Reading a letter from his master, Pisanio feels dismayed by its contents. Posthumus has asserted that Imogen was unfaithful to him, and has ordered Pisanio to kill Imogen for her transgression. But Pisanio is convinced someone in Italy must have played a trick on Posthumus. Pisanio knows that Imogen is chaste, and believes that Imogen is being unfairly punished for remaining loyal to her husband. According to Pisanio, Posthumus’ opinion of his wife has sunk as low as his fortunes before their marriage.
Pisanio sees through Iachimo’s tricks better than Posthumus—he knows Imogen to be chaste and honorable, and so the thought that she would cheat on her husband is ludicrous in Pisanio’s eyes. Iachimo’s tricks have produced dire, lethal consequences. Posthumus prizes loyalty so highly that infidelity warrants death.
Pisanio can hardly believe that Posthumus is ordering him to kill Imogen, which leaves Pisanio is in a quandary: should he remain loyal to his master, or go against Posthumus’ wishes to save innocent Imogen? Pisanio doesn’t want to follow the command. He reads Posthumus’ letter aloud: Posthumus instructs Pisanio to give a separate letter to Imogen. The instructions contained therein will give Pisanio an opportunity to kill her. Pisanio condemns his own letter for looking so innocent on the outside but containing such a foul order. He sees Imogen coming towards him, and tells the audience he won’t let on about the letter’s contents.
Whereas Posthumus’ views on loyalty seem to be black-and-white, Pisanio’s understanding of loyalty is more complex—made so by the fact that he serves a couple, rather than a single individual. Posthumus asked Pisanio to serve Imogen faithfully—but should he remain loyal to Posthumus, his master, by killing the woman he was asked to be faithful to? That Pisanio doesn’t act right away—but will keep the letter secret to gain time—shows that he is a deliberative, discerning character.

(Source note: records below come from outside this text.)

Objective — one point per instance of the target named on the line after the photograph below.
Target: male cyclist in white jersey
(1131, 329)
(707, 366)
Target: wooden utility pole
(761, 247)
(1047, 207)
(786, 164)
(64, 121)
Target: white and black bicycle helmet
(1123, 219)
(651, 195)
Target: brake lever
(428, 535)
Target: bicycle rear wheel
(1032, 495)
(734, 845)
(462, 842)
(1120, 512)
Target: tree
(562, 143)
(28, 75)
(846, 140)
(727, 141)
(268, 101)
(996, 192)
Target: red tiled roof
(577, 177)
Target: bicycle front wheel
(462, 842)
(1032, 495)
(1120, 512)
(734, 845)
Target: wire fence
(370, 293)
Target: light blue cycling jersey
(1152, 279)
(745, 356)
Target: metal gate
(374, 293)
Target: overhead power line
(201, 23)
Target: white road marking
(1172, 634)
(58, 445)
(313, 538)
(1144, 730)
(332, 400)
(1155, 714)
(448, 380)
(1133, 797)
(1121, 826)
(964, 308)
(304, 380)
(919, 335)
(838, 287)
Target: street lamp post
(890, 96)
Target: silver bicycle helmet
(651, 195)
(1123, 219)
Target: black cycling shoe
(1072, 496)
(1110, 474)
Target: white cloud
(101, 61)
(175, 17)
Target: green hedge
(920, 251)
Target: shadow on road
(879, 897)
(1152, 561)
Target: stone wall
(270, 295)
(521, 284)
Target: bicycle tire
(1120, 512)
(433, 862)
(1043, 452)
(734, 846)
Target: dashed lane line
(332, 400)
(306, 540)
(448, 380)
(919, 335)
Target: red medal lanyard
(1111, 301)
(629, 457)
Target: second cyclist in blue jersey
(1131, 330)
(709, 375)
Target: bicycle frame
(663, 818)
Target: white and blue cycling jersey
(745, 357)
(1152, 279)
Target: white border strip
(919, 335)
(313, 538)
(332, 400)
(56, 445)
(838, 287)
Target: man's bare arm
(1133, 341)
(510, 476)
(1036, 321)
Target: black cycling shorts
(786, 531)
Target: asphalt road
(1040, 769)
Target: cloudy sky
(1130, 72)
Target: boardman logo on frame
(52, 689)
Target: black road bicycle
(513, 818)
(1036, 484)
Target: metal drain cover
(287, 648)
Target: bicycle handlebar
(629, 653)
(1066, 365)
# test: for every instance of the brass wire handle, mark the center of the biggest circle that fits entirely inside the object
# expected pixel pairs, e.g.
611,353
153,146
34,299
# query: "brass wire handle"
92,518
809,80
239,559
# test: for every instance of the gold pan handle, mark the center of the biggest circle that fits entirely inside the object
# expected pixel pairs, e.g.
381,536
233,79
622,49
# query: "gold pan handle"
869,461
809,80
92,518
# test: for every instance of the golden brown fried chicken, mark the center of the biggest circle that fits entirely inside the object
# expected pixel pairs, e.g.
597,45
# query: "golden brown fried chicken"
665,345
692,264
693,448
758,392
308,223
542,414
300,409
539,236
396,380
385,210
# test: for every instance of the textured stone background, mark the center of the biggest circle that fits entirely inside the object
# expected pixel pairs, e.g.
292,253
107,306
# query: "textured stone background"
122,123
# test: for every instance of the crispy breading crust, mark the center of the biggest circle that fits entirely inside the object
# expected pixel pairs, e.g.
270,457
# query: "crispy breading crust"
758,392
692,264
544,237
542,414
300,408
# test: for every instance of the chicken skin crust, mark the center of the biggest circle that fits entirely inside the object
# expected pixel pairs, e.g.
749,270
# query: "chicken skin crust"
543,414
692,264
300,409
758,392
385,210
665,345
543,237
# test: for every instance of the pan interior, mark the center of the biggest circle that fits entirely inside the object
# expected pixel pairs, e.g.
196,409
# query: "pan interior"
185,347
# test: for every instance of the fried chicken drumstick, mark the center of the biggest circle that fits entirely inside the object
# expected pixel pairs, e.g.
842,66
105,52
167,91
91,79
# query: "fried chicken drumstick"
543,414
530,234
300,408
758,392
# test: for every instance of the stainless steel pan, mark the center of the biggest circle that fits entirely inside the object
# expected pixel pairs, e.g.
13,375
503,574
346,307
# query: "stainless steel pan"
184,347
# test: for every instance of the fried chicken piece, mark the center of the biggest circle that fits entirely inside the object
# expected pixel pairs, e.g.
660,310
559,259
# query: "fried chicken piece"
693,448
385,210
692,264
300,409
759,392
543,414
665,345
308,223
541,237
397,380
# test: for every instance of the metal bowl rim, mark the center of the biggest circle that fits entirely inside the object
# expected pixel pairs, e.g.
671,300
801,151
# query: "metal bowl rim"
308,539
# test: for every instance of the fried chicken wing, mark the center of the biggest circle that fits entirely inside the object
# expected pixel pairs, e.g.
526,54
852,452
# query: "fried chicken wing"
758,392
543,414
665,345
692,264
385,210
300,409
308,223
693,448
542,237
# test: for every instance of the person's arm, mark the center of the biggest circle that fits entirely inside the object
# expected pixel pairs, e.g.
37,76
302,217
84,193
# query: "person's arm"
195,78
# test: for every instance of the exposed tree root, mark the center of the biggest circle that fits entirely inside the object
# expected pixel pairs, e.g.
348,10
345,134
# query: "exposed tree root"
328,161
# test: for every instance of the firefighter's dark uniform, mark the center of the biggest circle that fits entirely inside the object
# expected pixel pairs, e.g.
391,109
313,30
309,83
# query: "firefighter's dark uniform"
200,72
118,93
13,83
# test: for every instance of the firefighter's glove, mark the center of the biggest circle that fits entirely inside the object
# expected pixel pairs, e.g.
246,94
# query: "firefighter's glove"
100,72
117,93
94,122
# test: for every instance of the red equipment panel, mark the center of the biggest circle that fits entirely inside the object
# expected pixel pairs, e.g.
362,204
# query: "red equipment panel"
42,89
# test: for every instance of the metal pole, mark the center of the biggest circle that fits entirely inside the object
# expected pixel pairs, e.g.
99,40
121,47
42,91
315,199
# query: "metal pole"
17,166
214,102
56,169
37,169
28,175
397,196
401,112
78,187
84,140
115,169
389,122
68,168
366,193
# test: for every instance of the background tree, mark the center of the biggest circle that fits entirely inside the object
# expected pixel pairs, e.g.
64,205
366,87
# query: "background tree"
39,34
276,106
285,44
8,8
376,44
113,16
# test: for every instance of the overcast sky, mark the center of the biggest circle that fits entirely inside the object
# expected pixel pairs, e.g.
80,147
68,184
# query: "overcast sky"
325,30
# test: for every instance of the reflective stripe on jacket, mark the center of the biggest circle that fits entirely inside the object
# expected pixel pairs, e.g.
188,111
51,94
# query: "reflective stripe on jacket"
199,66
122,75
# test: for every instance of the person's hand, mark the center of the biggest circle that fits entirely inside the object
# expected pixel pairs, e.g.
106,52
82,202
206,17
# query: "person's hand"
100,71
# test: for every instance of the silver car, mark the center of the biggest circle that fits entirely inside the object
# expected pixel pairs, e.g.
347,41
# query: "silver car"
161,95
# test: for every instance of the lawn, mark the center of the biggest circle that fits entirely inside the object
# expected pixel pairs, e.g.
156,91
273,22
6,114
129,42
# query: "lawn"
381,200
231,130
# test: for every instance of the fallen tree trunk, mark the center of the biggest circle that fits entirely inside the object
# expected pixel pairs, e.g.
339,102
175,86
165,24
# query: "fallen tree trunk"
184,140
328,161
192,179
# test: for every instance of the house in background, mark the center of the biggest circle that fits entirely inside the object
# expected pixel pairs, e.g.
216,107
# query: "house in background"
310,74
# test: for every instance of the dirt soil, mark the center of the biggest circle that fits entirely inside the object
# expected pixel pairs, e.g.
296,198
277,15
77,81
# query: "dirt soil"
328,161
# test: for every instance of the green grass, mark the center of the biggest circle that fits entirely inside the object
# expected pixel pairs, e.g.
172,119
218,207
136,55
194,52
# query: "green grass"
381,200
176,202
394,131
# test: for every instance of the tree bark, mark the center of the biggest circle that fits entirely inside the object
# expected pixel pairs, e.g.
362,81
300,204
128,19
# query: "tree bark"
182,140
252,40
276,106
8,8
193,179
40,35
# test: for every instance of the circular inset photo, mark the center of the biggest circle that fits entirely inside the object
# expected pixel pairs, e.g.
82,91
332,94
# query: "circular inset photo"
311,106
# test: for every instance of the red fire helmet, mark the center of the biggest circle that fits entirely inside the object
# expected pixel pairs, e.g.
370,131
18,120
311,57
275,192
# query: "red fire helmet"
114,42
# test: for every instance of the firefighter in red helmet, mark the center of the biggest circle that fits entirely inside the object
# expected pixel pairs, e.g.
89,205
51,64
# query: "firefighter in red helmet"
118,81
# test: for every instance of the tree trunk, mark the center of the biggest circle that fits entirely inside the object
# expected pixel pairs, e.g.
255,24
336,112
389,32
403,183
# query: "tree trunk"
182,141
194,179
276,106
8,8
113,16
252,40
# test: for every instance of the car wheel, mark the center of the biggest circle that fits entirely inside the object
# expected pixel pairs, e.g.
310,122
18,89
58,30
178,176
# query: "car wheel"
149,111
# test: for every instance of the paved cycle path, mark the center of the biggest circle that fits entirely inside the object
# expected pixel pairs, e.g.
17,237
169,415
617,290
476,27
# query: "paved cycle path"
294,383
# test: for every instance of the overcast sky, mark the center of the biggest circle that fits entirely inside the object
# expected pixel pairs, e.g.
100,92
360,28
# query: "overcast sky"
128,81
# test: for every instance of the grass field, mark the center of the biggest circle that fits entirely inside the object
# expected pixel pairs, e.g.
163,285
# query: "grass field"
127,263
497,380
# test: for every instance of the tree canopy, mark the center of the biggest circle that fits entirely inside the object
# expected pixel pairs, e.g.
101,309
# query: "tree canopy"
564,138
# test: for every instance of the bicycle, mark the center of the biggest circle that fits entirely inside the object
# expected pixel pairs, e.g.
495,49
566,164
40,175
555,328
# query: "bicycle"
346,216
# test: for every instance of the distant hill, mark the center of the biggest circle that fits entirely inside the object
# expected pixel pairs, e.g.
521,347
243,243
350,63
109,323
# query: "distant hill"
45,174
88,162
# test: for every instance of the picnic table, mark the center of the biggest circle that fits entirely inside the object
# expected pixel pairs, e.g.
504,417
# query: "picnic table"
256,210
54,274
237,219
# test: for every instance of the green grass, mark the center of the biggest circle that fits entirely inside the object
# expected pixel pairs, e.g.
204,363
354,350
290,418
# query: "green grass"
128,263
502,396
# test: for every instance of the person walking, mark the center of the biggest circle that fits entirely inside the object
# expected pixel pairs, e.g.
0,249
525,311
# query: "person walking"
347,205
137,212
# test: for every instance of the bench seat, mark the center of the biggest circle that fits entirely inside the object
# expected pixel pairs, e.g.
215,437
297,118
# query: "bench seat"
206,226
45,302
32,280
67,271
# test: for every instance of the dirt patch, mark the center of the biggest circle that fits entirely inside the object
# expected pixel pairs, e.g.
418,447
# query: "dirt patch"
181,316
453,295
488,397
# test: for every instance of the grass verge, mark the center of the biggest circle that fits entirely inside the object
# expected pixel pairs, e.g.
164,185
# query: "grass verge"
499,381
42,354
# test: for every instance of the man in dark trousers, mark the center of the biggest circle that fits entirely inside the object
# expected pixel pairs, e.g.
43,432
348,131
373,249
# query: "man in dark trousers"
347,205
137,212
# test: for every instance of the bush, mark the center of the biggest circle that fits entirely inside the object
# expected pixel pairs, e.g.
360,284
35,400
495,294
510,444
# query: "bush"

Pisanio hands Posthumus’ second letter to Imogen. She recognizes the handwriting, and asks the gods for her husband to write that he’s well and happy about everything besides their separation. Unsealing the letter, Imogen reads it aloud. Posthumus writes that he’ll risk Cymbeline’s wrath and justice just to see Imogen. He instructs her to meet him in Wales, at Milford Haven. Overjoyed, Imogen wishes she could speed off to meet her husband on a winged horse. She asks Pisanio how far the journey is, and he estimates she can ride twenty miles a day.
The dramatic irony in this exchange is intense. Imogen unwittingly opens a letter designed to lead to her death, and she prays for the good health and happiness of her husband, who has just ordered her to be killed. Shakespeare uses this device to increase the tension onstage and to cause the audience to feel the pain of Posthumus’ betrayal.
Imogen finds this a slow speed, and feels impatient to go. She bids Pisanio to have her serving-woman obtain a disguise for her: a riding habit that a simple housewife might wear. Pisanio urges Imogen to think her decision through, but she is single-minded. Imogen vows to find her husband.
Pisanio’s attempts to remain composed and cool-headed in the face of Imogen’s enthusiasm further prove his careful discernment. Imogen’s steadfast loyalty stands in stark contrast to Posthumus’ deception.